Today, I am traveling by train from Paris to Monte Carlo, where at around 4 p.m. I’ll step off the rails and onto Oceania Cruises’ new Riviera. I’m part of a media/travel seller group sailing on Riviera and attending the christening ceremony, which takes place this coming Friday in Barcelona.
Godmother Cat Cora, a master chef, restaurateur, humanitarian, author, and co-host of Bravo’s new “Around the World in 80 Plates,” will smash a bottle of bubbly against the hull. I had the pleasure of meeting Cat on Celebrity Solstice a couple of years ago. She’s a fine choice for godmother of Riviera.
Avid Cruiser contributor Andreas Lundgren writes that Oceania is putting an intense focus on culinary aspects, just as it did on Oceania Marina, reviewed here. His story follows. Meantime, I hope you’ll return to this space to share the excitement about Oceania’s newest vessel.
Oceania’s new Riviera will surely please the palates of cruising epicureans.
Ten years after its formation, Oceania Cruises goes from strength to strength. In mid-May, the line will take delivery of the second of two purpose-built ships: the Riviera. The ship is number four in the fleet of a line that has been growing by leaps and bounds over the past decade.
Oceania’s founders Frank Del Rio and Joe Watters started out with an idea and one ship: the Regatta, originally built for another cruise line (now defunct Renaissance Cruises).
Ten years later, three additional ships have enabled Oceania to move forward in a way that perhaps few expected in 2002, when the line was formed. And although not completely unchanged over the years, it seems that the idea of the founders was right.
Today Oceania Cruises is a well-established brand that has managed to find a unique place in the cruise market. In fact, the company says it is “the world’s only upper premium cruise line” – an argument that positions Oceania one notch above premium brands such as Celebrity and Holland America Line and just under luxury lines such as Regent Seven Seas Cruises (which, just like Oceania, is owned by the US-based firm Prestige Cruise Holdings).
Cuisine, destinations and service are three of the strengths that Oceania’s success has been built on. In fact, when the Marina was introduced some jokingly referred to the ship as “a floating galley.”
Similarly, a lot of focus on board the Riviera is on food and culinary experiences. As an example, with the launch of the ship, Oceania’s culinary enrichment program has been expanded to more than 25 ports worldwide. Uniquely designed for each port, the new tours provide guests with the opportunity to explore local food markets in small groups side with an expert chef.

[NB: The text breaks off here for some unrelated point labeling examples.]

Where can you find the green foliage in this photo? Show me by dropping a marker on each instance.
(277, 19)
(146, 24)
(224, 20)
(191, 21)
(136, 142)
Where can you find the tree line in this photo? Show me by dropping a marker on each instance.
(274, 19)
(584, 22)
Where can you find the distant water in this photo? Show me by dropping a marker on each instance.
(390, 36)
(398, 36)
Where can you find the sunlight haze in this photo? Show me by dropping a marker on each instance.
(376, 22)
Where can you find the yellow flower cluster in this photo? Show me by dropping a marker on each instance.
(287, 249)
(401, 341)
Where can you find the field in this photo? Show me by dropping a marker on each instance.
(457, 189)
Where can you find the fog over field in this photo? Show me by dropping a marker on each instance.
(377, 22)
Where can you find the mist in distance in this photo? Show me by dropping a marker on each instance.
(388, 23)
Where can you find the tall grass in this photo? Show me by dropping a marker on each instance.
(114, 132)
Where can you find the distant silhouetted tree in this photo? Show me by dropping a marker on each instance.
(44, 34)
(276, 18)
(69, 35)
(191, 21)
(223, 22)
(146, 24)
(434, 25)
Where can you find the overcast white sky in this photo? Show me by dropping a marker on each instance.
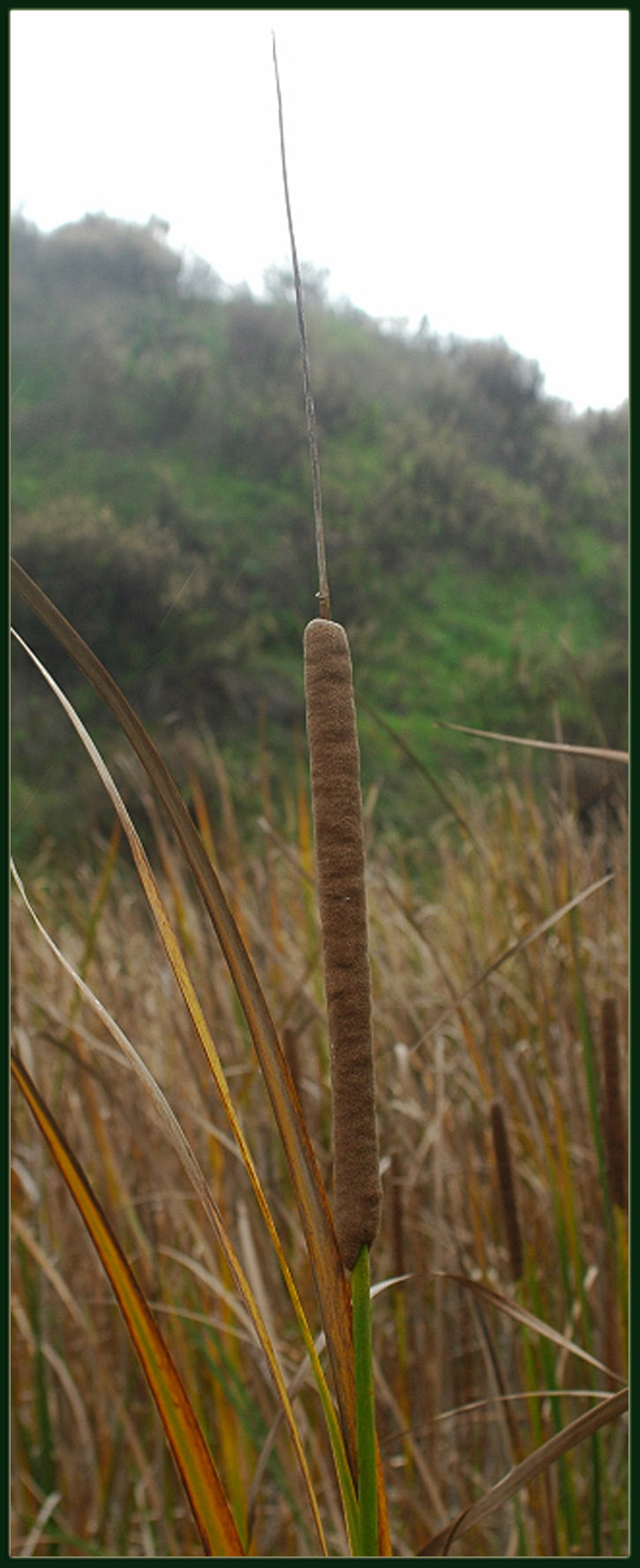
(463, 165)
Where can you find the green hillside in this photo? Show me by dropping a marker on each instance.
(476, 529)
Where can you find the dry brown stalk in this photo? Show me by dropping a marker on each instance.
(614, 1117)
(339, 857)
(507, 1189)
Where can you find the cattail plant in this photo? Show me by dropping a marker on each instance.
(341, 878)
(339, 853)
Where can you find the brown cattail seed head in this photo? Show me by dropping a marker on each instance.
(339, 860)
(507, 1189)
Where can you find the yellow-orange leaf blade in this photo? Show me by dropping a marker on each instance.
(198, 1473)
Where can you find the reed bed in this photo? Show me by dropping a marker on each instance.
(482, 1066)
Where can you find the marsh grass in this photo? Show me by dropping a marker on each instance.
(200, 1123)
(464, 1390)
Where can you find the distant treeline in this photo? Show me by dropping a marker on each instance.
(478, 530)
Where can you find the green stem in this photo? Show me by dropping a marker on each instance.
(363, 1360)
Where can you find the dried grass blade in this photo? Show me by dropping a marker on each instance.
(526, 1473)
(599, 753)
(320, 1236)
(512, 951)
(201, 1187)
(195, 1465)
(175, 1131)
(529, 1321)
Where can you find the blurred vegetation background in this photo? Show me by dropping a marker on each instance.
(478, 529)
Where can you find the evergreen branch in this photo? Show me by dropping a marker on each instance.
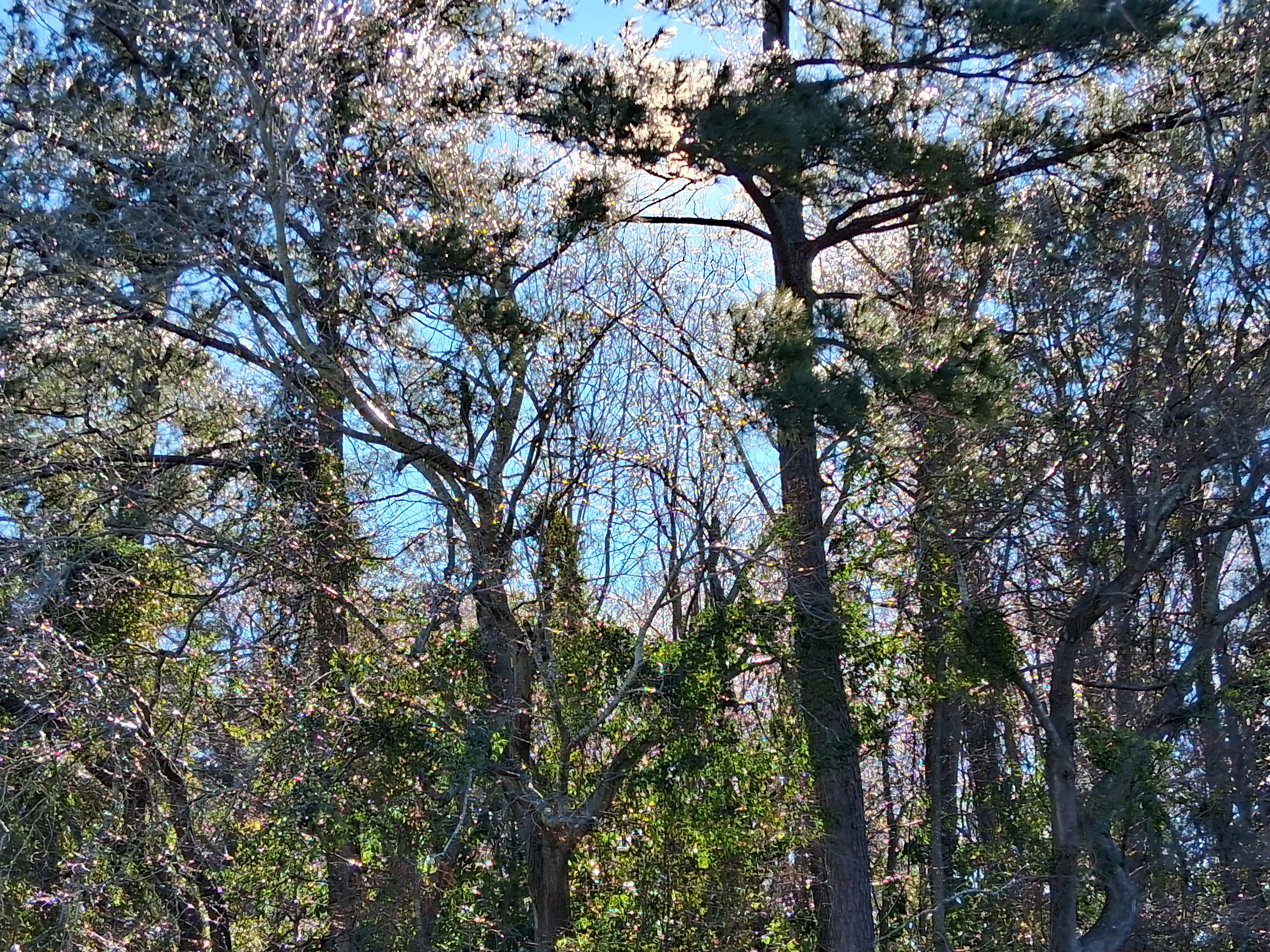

What’s more, the “Cuisines of the World” programming is now available across the fleet. With each new port, the Grand Dining Room and the Terrace Café feature the culinary highlights and local signature regional dishes.
“It was ground-breaking when Oceania Cruises introduced the first hands-on culinary school at sea with the launch of Marina,” says Kunal S. Kamlani, the line’s president. “Now with the introduction of sister-ship Riviera we are taking culinary enrichment to a whole new level to solidify our reputation as the cruise line for epicureans.”
As solid proof of that ambition, Riviera features no fewer than 10 dining venues – six of which are gourmet restaurants, plus the Bon Appétit Culinary Center for hands-on learning and La Reserve – a professional facility for wine-tastings and wine-pairing dinners.
It seems befitting that the godmother at the ship’s naming ceremony in Barcelona earlier in May is Cat Cora – one of the most well-known chefs in the U.S.
Following her May 16 maiden voyage, Riviera will spend the summer and autumn cruising the Mediterranean and then cross the Atlantic to operate a series of winter Panama Canal and Caribbean cruises.